Что ни день, Мичи пополнял сокровищницу своих наблюдений примерами искренности и теплоты душевной, проявлениями случайной, неожиданной в простеце
мудрости; радовался, услышав здравое суждение, наблюдая верный подход к жизни, столкнувшись с истинной зрелостью или, хотя бы, даже и просто хорошим вкусом. Обсуждать без особой нужды свои находки он не стремился теперь, приберегая их для себя – вместо того, чтобы смущать разговорами пассажиров, едва ли готовых к действительно откровенным беседам с такке. Позволял себе разве что согласиться – верно, мол, хорошо сказано – да подметить порою, вслух, что-то вовсе уж очевидное, хотя и особенное. Славная у тебя накидка – говорил он, бывало, кому-то, явно приложившему немало труда, дабы хорошенько принарядиться. Вот же ручищи-то, а? – замечал, обращаясь к бывалому моряку, в тяжелой борьбе со стихиями закалившему и укрепившему свое тело так, что мышцы бугрились, перекатываясь под загорелой, дубленой кожей. Наградой ему становились порой поистине замечательные истории – подыграть человеческому самолюбию было делом простым и весьма полезным.
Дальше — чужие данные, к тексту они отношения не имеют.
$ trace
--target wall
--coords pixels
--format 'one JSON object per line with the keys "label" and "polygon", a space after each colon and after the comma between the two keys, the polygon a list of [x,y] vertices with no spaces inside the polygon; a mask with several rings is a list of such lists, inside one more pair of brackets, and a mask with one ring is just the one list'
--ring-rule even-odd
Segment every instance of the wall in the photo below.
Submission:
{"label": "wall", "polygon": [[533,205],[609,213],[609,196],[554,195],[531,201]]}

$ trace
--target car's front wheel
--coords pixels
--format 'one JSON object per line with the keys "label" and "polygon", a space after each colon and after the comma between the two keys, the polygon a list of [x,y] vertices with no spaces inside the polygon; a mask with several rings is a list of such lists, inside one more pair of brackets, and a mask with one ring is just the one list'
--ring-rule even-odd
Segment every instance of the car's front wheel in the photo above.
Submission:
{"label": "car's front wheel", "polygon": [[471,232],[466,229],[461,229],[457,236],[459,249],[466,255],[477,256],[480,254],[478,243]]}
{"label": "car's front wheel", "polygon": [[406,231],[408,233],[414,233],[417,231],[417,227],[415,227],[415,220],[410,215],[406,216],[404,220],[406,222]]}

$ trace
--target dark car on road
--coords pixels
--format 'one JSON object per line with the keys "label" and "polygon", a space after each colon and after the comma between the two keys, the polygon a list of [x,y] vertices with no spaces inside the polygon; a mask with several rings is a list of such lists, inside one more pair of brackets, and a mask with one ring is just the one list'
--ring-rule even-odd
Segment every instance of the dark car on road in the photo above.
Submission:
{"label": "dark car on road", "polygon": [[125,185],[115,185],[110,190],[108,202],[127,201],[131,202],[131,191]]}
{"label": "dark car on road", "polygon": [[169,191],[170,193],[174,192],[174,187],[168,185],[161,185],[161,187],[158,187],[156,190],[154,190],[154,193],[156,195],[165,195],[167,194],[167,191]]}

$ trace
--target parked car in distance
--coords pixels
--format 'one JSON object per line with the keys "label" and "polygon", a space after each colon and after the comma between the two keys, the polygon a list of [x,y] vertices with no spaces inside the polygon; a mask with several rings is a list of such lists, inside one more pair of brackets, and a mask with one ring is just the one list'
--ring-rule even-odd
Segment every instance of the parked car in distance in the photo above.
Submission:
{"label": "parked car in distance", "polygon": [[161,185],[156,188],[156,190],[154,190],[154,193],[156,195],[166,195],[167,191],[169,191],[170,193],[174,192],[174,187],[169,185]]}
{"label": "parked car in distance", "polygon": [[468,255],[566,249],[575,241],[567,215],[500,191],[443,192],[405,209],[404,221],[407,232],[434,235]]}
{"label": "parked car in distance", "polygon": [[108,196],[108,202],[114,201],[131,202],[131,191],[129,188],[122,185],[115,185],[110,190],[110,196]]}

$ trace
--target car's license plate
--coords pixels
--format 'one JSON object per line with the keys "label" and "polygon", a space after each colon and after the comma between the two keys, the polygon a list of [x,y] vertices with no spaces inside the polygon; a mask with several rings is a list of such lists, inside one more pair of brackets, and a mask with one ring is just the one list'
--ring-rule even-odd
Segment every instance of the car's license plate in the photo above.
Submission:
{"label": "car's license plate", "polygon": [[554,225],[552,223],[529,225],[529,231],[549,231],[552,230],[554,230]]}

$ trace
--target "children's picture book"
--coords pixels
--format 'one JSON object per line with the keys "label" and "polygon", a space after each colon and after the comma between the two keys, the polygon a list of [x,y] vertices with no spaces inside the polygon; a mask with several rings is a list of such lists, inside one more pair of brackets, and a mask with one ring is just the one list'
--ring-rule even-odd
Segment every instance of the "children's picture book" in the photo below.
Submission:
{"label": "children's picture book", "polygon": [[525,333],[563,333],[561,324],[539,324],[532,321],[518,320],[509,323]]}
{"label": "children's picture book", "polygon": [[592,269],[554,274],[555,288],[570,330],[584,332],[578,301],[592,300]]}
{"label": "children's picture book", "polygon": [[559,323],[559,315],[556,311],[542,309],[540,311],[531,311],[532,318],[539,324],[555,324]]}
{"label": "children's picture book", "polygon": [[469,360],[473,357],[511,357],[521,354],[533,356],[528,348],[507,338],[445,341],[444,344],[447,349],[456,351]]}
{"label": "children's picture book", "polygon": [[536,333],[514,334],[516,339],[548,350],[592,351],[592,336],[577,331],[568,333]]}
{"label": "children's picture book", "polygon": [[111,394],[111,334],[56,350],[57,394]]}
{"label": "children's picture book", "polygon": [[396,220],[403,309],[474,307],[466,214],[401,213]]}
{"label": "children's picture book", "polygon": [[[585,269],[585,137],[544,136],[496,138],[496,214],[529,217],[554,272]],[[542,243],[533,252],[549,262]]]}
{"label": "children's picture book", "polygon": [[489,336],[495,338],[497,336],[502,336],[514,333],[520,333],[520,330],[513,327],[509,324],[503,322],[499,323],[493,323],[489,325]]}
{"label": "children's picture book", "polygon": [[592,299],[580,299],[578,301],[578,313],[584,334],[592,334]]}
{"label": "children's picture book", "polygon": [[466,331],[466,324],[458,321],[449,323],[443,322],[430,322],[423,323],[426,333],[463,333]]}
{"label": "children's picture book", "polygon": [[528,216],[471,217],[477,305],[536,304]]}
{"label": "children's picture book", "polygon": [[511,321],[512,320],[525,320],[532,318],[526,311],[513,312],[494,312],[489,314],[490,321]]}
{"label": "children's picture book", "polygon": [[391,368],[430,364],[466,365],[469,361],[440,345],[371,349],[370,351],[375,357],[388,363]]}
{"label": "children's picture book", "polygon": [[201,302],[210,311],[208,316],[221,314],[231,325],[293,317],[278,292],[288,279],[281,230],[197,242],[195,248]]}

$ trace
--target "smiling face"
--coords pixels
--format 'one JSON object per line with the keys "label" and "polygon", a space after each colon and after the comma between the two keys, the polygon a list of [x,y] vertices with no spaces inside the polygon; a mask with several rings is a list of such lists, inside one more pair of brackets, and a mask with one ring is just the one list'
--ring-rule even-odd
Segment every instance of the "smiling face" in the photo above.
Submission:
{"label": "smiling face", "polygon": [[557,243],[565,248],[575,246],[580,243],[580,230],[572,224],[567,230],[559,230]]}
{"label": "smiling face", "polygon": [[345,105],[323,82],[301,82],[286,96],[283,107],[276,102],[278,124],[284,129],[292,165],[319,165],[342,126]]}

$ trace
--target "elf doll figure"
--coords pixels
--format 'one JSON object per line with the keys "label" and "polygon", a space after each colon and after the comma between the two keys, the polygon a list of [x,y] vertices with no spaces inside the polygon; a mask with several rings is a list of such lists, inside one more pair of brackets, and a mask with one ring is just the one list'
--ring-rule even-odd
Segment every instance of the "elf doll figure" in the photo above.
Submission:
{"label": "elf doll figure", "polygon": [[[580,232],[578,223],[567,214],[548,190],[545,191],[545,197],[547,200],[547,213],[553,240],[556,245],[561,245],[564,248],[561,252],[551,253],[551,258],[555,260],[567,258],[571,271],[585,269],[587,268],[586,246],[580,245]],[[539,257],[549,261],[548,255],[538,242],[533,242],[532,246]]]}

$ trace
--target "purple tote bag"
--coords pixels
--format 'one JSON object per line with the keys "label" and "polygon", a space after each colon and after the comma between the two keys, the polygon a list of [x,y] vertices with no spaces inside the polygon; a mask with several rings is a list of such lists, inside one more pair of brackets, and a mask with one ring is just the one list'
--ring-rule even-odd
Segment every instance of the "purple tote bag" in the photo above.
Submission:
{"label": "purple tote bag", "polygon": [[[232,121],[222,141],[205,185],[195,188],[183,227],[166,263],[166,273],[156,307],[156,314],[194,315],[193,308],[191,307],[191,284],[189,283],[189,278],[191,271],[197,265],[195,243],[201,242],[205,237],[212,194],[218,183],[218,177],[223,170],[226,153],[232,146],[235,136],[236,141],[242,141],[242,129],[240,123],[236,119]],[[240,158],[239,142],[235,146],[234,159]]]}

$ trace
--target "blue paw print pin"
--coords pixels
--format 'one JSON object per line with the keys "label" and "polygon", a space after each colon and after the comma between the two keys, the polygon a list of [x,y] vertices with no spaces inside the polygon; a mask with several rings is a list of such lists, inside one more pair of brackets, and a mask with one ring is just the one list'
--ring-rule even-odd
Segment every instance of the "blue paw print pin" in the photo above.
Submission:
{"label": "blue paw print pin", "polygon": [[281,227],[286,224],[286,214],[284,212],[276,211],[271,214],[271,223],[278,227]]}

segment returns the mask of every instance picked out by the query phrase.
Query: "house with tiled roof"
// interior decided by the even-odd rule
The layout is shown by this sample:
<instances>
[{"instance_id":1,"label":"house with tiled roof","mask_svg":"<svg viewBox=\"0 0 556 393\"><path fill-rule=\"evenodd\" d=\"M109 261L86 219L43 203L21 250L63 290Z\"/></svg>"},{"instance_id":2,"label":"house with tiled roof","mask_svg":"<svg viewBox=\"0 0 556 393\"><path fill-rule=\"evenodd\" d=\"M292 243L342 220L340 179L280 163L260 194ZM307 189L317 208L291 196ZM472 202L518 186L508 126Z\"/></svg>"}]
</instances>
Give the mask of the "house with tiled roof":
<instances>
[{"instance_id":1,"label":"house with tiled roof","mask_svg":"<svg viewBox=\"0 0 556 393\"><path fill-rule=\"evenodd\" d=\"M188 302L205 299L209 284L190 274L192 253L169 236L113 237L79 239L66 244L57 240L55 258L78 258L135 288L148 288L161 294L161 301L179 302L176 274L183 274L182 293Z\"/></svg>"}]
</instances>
Чаще, однако, обстоятельства не предполагали его участия, не оставляли подходящего места меткому замечанию: тогда Мичи осторожно себе приглядывался, по видимости занятый собственным делом; пытался составить о своем спутнике впечатление, представлял себе его жизнь – а если не мог представить, тут же запросто и выдумывал.
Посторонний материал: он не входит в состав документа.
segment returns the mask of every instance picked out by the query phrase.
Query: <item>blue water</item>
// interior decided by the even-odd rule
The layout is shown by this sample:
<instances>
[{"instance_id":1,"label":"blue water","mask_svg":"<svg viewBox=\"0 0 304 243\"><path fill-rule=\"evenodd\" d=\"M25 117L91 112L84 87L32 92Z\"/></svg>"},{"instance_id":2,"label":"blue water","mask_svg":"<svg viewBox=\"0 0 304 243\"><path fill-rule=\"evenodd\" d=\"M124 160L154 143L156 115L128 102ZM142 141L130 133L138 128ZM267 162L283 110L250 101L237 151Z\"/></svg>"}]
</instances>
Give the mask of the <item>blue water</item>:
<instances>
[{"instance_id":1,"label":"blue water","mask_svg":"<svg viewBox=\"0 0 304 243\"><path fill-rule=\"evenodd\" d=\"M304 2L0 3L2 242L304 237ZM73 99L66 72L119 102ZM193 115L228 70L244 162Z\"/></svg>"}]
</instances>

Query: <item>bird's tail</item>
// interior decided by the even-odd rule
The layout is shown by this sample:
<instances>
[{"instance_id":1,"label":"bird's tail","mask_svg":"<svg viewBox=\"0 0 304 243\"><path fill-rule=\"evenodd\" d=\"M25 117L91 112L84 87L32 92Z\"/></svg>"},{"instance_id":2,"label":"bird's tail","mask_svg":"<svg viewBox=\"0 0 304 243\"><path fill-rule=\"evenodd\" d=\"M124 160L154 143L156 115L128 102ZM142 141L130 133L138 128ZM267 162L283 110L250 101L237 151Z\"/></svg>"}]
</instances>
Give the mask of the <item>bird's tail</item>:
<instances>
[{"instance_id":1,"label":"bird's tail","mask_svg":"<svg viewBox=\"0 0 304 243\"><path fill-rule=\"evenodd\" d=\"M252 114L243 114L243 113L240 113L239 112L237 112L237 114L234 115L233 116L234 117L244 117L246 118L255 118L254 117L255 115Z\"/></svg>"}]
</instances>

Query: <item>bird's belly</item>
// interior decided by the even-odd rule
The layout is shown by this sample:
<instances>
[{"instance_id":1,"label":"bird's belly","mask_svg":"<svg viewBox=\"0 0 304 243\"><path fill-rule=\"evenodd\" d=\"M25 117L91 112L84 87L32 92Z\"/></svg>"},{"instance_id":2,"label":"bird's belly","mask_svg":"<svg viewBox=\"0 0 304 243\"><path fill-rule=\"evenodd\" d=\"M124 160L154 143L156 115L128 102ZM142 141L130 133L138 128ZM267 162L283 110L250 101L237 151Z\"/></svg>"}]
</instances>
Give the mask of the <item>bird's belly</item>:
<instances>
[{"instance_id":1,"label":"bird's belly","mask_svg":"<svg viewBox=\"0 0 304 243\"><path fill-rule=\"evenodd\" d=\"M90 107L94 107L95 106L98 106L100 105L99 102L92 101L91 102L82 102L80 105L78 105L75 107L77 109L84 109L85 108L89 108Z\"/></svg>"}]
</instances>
Особое удовольствие доставляло ему наблюдать за влюбленными парочками: тем, обычно, не было до такке
ни малейшего дела, так что можно было свободно бросить и взгляд-другой. Настоящее чувство Мичи буквально чувствовал кожей: между людьми, всерьез увлеченными друг другом, происходило нечто особенное, вовсе не похожее на обыкновенную встречу похоти и расчета. За тех, кому выпало испытать счастье глубокой связи и подлинной близости, Мичи молча радовался – и всякий раз желал им, мысленно, всего наилучшего. Сколь бы редкой ни была сама по себе вспышка чувства, что сплавляет отдельных прежде людей в единое целое, окружает их собственный, один-на-двоих мир стеною словно бы легкой, прозрачной дымки – сложнее всего было сохранить это чувство, пронести его сквозь время и обстоятельства, не позволить ему потерять остроту, истрепаться, сойти на нет в череде повседневных дел. Потому драгоценнейшими среди собственных наблюдений полагал Мичи те, что связаны были с людьми пожилыми: пару стариков, не утративших былой нежности, не растерявших на долгом своем пути первоначальных чувств, встретить ему выпадало редко – и всякий раз подобная встреча наполняла его неизбывной радостью, торжеством даже. Все-таки можно – думал он, наблюдая примеры тех, что сумели не растратить своей близости, сохранили, не позволяли ее источнику иссякнуть и пересохнуть – у кого-то ведь получается!